Background: Hospital Consumer Assessment of Healthcare Providers and Systems (HCAHPS) surveys allow patients to reflect on their hospital stay and provide standardized metrics for hospitals to improve the quality of care they provide. hospital administrators have a vested interest in earning strong HCAHPS scores, as this information is publicly available. One theorized way to improve satisfaction is through streamlining patient care with the use of a multidisciplinary team. The collaboration of members from various disciplines allows for the care team to address the acute medical complaint, initiate discharge planning early, and prepare for changes that will occur on the floor.

Purpose: As more members become involved in the primary care team, there exists several opportunities for lapses in effective communication. Thus, the efficiency of the team may falter, and patients may begin to remark, “do you even talk to each other?” Dyad rounding is a rounding modality that focuses on making a concerted effort to utilize all members of the multidisciplinary team during morning rounds. This allows essential team members to be present together and not receive second-hand accounts about a patient’s progress. The purpose of this initiative was to improve HCAHPS scores by streamlining patient care through effective multidisciplinary communication. To create buy-in for the initiative, surveys were utilized to adapt the hospital-wide roll out to the needs of the principal members.

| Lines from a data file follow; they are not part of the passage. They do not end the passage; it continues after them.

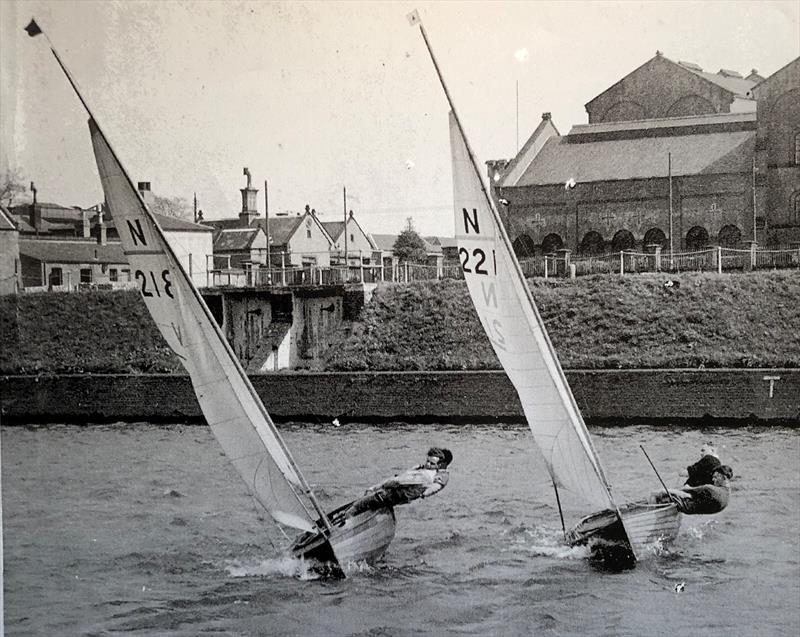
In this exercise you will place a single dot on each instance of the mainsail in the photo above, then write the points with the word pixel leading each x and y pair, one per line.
pixel 516 331
pixel 512 323
pixel 232 409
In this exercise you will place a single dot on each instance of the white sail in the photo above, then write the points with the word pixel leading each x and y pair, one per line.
pixel 230 405
pixel 512 323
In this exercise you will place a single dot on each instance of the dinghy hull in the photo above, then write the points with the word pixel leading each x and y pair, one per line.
pixel 354 540
pixel 645 524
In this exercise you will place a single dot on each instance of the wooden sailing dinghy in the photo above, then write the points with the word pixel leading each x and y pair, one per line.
pixel 511 320
pixel 229 403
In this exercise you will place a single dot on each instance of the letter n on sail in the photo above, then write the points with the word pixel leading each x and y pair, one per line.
pixel 471 221
pixel 137 232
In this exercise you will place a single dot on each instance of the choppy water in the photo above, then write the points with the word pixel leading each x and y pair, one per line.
pixel 146 530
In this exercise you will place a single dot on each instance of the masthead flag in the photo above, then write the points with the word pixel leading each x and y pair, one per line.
pixel 33 28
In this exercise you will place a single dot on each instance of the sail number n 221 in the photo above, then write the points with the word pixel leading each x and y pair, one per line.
pixel 476 260
pixel 151 285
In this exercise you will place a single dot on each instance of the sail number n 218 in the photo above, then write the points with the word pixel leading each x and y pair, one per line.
pixel 152 286
pixel 479 263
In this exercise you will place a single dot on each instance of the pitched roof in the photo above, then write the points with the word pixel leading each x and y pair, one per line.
pixel 235 239
pixel 334 228
pixel 716 122
pixel 223 224
pixel 640 158
pixel 63 251
pixel 731 81
pixel 176 224
pixel 736 86
pixel 6 220
pixel 281 229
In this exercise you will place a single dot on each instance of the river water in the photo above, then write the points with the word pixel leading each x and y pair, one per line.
pixel 146 529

Description: Dyad rounding was implemented in an acute care community hospital with the Internal Medicine, Family Medicine, Hospitalist Services, and private teaching groups. This rounding modality focused on the collaboration between the attending, the senior resident, the unit nurse, and case manager. This team would round on their patients, with all four members in the patient room. The attending would discuss updates with the patient, while the nurse documented the plan on a whiteboard. The case manager would discuss discharge planning. Before leaving the patient room, concerns from any member of the interdisciplinary team, and the patient, were addressed. After rounds, the attending and senior resident would complete an anonymous survey, reflecting on their experience. Initially, dyad rounding was implemented on one floor per service. After five months, dyad rounding was implemented on every floor, for every service.

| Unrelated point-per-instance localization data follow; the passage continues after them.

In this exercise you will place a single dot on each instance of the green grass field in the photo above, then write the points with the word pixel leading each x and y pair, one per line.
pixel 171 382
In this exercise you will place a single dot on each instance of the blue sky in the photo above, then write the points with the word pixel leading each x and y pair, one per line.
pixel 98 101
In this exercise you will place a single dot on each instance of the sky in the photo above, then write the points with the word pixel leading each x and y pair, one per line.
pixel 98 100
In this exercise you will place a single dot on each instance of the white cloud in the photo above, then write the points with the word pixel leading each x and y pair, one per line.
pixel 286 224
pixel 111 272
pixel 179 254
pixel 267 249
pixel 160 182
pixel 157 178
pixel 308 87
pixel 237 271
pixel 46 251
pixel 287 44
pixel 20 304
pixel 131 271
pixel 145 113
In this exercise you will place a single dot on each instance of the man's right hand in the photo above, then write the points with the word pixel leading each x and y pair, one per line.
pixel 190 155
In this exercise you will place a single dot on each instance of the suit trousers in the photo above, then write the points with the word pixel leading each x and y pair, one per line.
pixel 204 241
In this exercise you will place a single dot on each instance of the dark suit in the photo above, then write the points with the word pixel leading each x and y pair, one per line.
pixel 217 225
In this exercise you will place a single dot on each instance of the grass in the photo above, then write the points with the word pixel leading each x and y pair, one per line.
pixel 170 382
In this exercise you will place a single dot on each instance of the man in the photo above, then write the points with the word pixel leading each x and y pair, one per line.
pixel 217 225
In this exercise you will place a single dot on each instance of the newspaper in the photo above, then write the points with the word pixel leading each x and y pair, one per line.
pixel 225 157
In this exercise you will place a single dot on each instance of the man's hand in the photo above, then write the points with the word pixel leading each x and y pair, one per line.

Conclusions: Survey responses from physicians and residents showed that dyad rounding led to an improvement in workflow (n=130, 64%), with 79% of responses (n=159) reporting it to be a beneficial change. However, this did come at the cost of removing the case manager from rounds as it proved to not be time effective. Initially, surveys were collected daily, but collection was changed to a weekly basis due to survey fatigue. Preliminary HCAHPS scores were obtained for the first three months of dyad rounding. Physicians’ ability to share information in a way that the patient can understand was in the 16th percentile in the four months prior to the implementation of dyad rounding. The monthly percentiles during the first three months of dyad rounding, were 36th, 72nd, and 79th, respectively. Ultimately, preliminary data appears to point towards an improvement in some HCAHPS domains, as well as an improvement in overall workflow. The conscious effort to coordinate and round with a multidisciplinary team, through the form of dyad rounding, may prove to be a simple change for vastly improved patient satisfaction.